Droits de douane sur les importations. Bien que Trump n'ait pas précisé dans son discours d'investiture s'il imposerait ou non des droits de douane au Mexique, au Canada et à la Chine ni quel en serait le montant, comme il l'avait promis, il a déclaré qu'il restructurerait « immédiatement » le « système commercial » du pays. » « J'imposerai des droits de douane aux pays étrangers pour enrichir nos citoyens. » Pour les gérer, il faudra créer un service de « revenus externes » puisque ces taxes généreront « d’énormes sommes d’argent ».
Golfe du Mexique et Panama. Dans la ligne expansionniste qu'il trace depuis des mois, Trump a promis de renommer le golfe du Mexique Golfe d'Amérique et de récupérer le canal de Panama, car il considère comme « idiot » que les États-Unis « l'aient donné au Panama ». « Nous allons le reprendre », a-t-il assuré, sans préciser quand il prendra cette décision. « Nous avons été très maltraités par ce cadeau imprudent que nous n'avons jamais eu à offrir et la promesse du Panama a été rompue.
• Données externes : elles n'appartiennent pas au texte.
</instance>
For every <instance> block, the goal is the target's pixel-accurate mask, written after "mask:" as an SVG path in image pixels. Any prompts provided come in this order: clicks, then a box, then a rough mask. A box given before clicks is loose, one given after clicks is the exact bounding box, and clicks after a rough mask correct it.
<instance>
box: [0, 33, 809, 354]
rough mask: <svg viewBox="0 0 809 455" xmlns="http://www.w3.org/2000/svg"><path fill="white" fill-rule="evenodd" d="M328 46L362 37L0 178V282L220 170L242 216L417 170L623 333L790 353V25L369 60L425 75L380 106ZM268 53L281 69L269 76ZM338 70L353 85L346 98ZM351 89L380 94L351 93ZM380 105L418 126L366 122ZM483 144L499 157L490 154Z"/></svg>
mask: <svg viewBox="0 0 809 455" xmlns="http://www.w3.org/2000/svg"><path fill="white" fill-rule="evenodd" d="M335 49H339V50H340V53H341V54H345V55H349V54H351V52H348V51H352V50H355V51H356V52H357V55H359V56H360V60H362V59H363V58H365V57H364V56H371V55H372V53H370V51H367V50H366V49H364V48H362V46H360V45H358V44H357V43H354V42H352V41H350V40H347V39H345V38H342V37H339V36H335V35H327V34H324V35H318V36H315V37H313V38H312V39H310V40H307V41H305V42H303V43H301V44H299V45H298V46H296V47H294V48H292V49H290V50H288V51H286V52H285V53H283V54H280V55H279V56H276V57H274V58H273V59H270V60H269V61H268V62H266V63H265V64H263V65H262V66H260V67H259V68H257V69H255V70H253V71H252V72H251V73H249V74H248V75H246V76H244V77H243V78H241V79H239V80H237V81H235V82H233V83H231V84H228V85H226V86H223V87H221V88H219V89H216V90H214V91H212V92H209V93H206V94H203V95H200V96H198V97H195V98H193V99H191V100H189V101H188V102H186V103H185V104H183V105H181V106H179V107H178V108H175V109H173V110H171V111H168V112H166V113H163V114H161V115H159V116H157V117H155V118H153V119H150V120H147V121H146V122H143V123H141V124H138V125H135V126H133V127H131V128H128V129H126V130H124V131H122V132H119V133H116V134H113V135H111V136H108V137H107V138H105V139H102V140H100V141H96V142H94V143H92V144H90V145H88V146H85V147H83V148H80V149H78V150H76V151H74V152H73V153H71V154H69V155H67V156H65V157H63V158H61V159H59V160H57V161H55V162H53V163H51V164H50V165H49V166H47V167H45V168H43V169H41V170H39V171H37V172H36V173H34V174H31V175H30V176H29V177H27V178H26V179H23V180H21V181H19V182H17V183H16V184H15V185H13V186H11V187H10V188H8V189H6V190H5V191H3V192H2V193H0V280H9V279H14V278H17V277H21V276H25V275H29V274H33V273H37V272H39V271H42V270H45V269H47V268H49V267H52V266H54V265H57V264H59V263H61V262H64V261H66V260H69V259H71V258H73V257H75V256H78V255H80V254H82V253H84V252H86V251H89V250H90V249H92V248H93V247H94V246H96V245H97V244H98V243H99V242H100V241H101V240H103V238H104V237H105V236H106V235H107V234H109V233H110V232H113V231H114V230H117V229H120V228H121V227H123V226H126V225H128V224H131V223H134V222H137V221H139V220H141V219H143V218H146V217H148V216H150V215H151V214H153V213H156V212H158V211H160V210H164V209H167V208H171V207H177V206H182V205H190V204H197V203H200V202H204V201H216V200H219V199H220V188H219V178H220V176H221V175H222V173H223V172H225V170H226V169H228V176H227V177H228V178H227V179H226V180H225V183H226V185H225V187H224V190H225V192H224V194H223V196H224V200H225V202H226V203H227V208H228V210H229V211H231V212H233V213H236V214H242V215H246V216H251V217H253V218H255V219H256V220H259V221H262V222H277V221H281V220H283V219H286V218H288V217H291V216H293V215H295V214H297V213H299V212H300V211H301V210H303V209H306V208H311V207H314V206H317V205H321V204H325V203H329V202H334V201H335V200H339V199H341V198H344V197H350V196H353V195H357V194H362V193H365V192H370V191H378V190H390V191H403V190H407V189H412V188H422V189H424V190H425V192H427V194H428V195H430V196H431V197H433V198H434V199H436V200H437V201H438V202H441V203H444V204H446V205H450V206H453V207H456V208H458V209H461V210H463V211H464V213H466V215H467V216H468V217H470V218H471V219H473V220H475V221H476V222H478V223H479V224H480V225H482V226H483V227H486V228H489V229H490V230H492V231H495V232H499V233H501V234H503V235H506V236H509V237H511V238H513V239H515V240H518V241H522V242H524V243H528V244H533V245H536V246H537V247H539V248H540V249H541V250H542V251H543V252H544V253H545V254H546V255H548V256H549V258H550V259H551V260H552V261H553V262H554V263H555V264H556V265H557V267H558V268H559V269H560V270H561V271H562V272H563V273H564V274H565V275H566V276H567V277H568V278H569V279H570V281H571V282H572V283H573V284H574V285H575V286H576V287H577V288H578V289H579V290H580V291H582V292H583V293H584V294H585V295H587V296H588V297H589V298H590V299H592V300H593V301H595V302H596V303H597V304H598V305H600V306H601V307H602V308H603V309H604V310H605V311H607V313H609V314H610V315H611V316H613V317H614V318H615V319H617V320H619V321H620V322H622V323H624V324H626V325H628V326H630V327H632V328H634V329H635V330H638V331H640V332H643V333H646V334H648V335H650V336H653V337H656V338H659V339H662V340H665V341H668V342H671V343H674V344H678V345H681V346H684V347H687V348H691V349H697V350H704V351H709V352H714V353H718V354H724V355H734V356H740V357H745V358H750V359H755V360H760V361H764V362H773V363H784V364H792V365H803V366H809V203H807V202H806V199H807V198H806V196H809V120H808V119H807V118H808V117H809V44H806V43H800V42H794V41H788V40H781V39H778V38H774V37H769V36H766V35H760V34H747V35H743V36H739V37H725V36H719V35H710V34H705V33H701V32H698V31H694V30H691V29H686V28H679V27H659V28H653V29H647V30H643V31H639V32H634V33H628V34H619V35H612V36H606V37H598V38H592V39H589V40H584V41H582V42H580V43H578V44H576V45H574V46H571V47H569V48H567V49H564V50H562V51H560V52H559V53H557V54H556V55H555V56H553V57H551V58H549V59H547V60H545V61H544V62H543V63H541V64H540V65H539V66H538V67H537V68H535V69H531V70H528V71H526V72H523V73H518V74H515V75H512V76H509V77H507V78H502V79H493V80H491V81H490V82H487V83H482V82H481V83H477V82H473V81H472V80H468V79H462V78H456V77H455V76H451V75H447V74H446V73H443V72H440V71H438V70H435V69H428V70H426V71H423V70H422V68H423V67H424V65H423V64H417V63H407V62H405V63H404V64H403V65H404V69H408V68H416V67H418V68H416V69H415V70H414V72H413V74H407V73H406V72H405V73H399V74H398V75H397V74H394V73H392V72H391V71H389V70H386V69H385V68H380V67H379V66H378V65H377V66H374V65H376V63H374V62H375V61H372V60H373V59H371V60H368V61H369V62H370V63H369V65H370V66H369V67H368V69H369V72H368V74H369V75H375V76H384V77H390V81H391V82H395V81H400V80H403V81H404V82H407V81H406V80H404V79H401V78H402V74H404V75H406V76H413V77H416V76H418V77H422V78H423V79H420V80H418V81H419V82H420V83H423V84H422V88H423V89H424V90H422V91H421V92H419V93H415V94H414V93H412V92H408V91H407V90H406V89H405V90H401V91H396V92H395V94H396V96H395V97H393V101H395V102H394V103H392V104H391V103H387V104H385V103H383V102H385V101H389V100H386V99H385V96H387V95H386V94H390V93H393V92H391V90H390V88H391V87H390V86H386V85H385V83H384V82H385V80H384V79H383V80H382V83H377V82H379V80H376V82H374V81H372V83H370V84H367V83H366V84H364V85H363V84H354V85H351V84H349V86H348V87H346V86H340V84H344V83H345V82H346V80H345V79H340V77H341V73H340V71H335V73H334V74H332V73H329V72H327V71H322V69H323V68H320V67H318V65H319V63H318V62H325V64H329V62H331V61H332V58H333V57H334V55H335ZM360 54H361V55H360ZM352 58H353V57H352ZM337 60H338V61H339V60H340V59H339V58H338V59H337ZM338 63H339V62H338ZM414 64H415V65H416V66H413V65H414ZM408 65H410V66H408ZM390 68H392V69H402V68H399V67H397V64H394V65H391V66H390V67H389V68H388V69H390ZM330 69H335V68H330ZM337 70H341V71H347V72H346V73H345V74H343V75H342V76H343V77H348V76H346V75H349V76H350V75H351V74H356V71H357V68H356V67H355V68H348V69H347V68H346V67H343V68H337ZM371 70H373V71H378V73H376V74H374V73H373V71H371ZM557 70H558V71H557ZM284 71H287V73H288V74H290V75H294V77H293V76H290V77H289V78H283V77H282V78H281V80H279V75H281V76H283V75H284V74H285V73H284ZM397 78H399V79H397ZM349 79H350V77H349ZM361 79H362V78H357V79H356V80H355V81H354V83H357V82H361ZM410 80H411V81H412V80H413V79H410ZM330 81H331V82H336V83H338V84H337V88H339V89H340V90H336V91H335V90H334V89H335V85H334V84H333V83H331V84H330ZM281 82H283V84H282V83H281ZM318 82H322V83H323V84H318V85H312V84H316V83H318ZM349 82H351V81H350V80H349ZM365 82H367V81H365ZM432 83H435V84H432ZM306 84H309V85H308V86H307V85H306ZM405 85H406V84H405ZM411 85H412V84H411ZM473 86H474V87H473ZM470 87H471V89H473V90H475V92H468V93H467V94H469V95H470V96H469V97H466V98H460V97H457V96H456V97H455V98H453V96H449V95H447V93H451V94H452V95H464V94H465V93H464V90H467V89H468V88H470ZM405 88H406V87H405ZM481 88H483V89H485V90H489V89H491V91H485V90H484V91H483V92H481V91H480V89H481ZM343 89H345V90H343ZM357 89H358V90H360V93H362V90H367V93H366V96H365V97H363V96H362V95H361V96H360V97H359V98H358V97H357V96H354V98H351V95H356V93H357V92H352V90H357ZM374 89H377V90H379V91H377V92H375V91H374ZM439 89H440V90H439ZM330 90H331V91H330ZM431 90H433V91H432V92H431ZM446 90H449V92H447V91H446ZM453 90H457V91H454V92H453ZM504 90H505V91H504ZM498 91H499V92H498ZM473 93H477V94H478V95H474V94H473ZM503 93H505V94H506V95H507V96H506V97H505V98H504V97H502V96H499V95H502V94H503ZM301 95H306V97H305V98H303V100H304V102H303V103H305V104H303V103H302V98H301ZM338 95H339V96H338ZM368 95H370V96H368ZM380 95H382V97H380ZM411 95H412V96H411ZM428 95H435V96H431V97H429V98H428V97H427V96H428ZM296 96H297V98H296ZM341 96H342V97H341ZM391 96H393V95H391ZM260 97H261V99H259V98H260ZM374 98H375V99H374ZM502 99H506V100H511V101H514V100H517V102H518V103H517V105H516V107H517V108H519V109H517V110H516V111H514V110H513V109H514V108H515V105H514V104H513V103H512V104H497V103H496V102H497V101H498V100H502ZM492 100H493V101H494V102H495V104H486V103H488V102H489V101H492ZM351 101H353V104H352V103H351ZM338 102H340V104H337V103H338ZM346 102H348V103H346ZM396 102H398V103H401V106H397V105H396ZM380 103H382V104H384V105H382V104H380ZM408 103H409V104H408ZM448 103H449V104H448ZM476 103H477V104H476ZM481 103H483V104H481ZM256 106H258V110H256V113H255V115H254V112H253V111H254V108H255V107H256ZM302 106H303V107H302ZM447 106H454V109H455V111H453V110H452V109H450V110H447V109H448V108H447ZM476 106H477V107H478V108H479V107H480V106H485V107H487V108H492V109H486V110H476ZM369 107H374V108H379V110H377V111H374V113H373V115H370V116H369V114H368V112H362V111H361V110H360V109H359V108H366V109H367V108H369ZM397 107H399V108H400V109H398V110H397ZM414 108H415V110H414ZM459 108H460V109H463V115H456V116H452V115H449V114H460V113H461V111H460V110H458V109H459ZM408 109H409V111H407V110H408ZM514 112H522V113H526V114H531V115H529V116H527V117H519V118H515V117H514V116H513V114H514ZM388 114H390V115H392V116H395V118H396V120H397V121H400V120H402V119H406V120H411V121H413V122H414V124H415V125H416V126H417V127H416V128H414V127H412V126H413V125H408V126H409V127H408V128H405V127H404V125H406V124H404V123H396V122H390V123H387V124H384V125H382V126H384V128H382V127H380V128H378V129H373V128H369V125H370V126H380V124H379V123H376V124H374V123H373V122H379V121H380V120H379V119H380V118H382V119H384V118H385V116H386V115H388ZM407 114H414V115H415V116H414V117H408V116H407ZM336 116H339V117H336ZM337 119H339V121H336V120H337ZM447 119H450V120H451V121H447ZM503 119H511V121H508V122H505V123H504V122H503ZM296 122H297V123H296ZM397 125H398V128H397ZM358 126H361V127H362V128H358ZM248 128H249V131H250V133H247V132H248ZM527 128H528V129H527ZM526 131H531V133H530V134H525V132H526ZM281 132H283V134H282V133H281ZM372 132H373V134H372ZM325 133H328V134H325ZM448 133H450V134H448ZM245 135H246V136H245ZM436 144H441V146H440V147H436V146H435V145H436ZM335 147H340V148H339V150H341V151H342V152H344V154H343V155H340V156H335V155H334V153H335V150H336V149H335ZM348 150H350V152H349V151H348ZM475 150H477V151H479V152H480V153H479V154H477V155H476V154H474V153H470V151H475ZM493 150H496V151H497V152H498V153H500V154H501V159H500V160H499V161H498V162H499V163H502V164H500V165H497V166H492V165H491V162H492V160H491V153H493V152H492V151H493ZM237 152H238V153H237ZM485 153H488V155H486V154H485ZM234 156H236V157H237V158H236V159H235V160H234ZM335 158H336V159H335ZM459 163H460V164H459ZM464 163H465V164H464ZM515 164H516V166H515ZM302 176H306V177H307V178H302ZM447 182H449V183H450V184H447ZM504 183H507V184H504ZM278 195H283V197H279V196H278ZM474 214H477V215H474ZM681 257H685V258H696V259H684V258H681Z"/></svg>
Le but de notre accord et l’esprit de notre traité ont été totalement violés. « Les navires américains sont surchargés de droits de douane et ne sont pas traités équitablement », a-t-il déclaré.
Récupérez ceux expulsés par Covid. Le président récupérera les militaires expulsés parce qu’ils refusaient de se faire vacciner contre le Covid, avec le même grade et le même salaire.
Arrêtez le New Deal vert. « Avec mes décisions d'aujourd'hui, nous mettrons fin au Green New Deal et abrogerons le mandat des véhicules électriques, sauvant ainsi notre industrie automobile et tenant ma promesse sacrée envers nos travailleurs de l'automobile. En d'autres termes, vous pouvez acheter la voiture que vous voulez. Nous construirons des voitures en Amérique à un rythme que personne n'aurait imaginé possible il y a seulement quelques années, et merci aux travailleurs du secteur de notre pays pour votre vote de confiance inspirant », a-t-il exprimé contre les politiques visant à stopper le changement climatique.
Pardon aux protagonistes de l’assaut du Capitole. Bien qu'il ne l'ait pas évoqué dans son discours, Donald Trump envisage de gracier les personnes reconnues coupables de l'assaut du Capitole le 6 janvier 2021, selon plusieurs médias américains citant des sources proches du président. Plus de 730 personnes ont été condamnées dans le cadre des événements du 6 janvier et 300 autres procès n'ont pas encore eu lieu. Plus de 140 policiers ont été blessés.
Le retour de TikTok. Trump n'a pas non plus annoncé cette mesure dans son discours, mais il a annoncé dimanche que parmi les premiers décrets qu'il signerait figurerait une prolongation de 90 jours pour TikTok, qui depuis hier a été contraint de suspendre ses opérations aux États-Unis. puisqu'elle n'a pas vendu une partie de l'entreprise à une société en dehors de la Chine, comme l'exigeait le Congrès américain dans une loi qu'il a approuvée en mars. L'administration de Joe Biden a estimé que l'application de courtes vidéos représentait un risque pour la sécurité nationale et, en fait, Trump a soutenu son interdiction lors de son premier mandat. Cependant, il a désormais changé de position et estime qu'il est préférable de négocier avec l'entreprise.